A few years ago, I wrote an essay breaking down the conventional geek wisdom that Battlestar Galactica is a great show. As is the wont of any writer with half an ego and a spicy piece freshly in hand, I passed it around to some friends.
In so doing, I forwarded it to an e-mail list of pop culture writers and enthusiasts that I've known for many years. I figured that there would likely be some people up for a passionate defense of BSG, which would kick off a zesty debate.
That didn't happen. Instead, a fellow that I was on friendly terms with to date went absolutely ballistic because he felt I had "spoiled" the final few seasons of Battlestar Gallactica for him in the midst of my analysis of the series as a whole. Keep in mind that the story was published on January 11, 2011 and the BSG series finale had aired nearly two full years earlier.

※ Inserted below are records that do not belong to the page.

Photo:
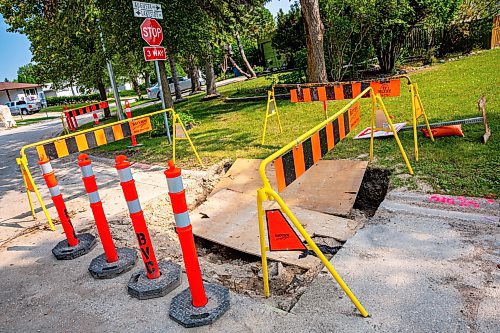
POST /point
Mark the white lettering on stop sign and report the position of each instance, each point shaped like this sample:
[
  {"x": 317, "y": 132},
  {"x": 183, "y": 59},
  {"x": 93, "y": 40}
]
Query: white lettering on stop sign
[{"x": 151, "y": 32}]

Ever since, the notion of spoilers and spoiler alerts in the online age has been on my mind. In publishing a television site that includes more than 2,000 reviews to date (and counting!), I had to make the calculation early on that more or less every story would include a "spoiler" of some sort. And unless we were to run a real estate-chewing SPOILER ALERT at the top of each and every one, there would need to be a general assumption, a general understanding with our readers, that TV reviews would, well, review major plot points, story arcs, character moments, reveals, and so forth (i.e. "spoilers") therein. And it's therefore worth noting that in running more than 2,000 reviews, we've only come across this issue a miniscule number of times.
I suppose that gets to the heart of what bothers me about people who complain about spoiler alerts: they tend to make up the rules for what constitutes a "bad" spoiler – or something they've learned that they would have preferred to not learn (or wait to learn until some Date To Be Decided Later, I suppose?) – as they go along.
So if I say that Friends' Ross and Rachel had a comically tumultuous relationship, perhaps that's fine, but if I include the fact that by the series conclusion in 2004 that they, wait for it… wind up together, that could be cause for great outrage and condemnation in some corners if it wasn't fronted by a, "Stop reading right here if you haven't…" of some sort. And if a recent review of Fringe by dynamite TV Geek Army contributor Mark Curran happens to mention plot points from the 2005 film Serenity, readers are going to have to expect pop culture references from all manner of sources (spoiler alert: a comment fuming about just this prompted me to write this piece).
I'm not immune to being spoiled from time to time myself, for what it's worth. For example, I'm both a huge fan of the New York Giants and someone who hates commercials, so I often time shift when watching games. This can get me into trouble if I'm anywhere near a computer, of course, as scores are updated in real time – and I'll actually avoid my phone during these situations to avoid a revealing text messages from friends. During this year's Super Bowl, in fact, even though I watched the game on a several minute delay as I ran around my house cleaning and doing chores (spoiler alert: I've got a touch of ADD at times), I was tortured by hearing screams and cheers up and down my block: was it in support of the Giants, or the Patriots, a touchdown, an interception?
But my point is that I know I'm taking some "risk" in situations where I'm attempting to shield myself from information that I don't want to know (yet). And I think sports holds an exceptional example of how silly this whole spoiler business is because who in their right mind would expect to see a "spoiler alert" on any news or sports website webs-wide the second after the Super Bowl (or insert any sporting event here) concludes?
Television show reviews must be looked at in the same light. To be perfectly specific: after a show has aired in major U.S. time zones, it must be open to review and interpretation without the "fear" of getting the (gender neutral) panties of a few cantankerous souls in a collective bunch. The big and obvious caveat is for critics who obtain screeners and are therefore able to watch episodes ahead of their scheduled airdate, so a big difference there.
It's 2012, and time for everyone to get on the same page in terms of the etiquette of television show reviews and spoilers. In essence it boils down to: unless it's a preview published before the airdate, let's kick spoiler alerts to the curb. Who's with me?
And by the way, hope this isn't too big of a shocker to anyone but I felt the need to spread the word that the Union won the Civil War.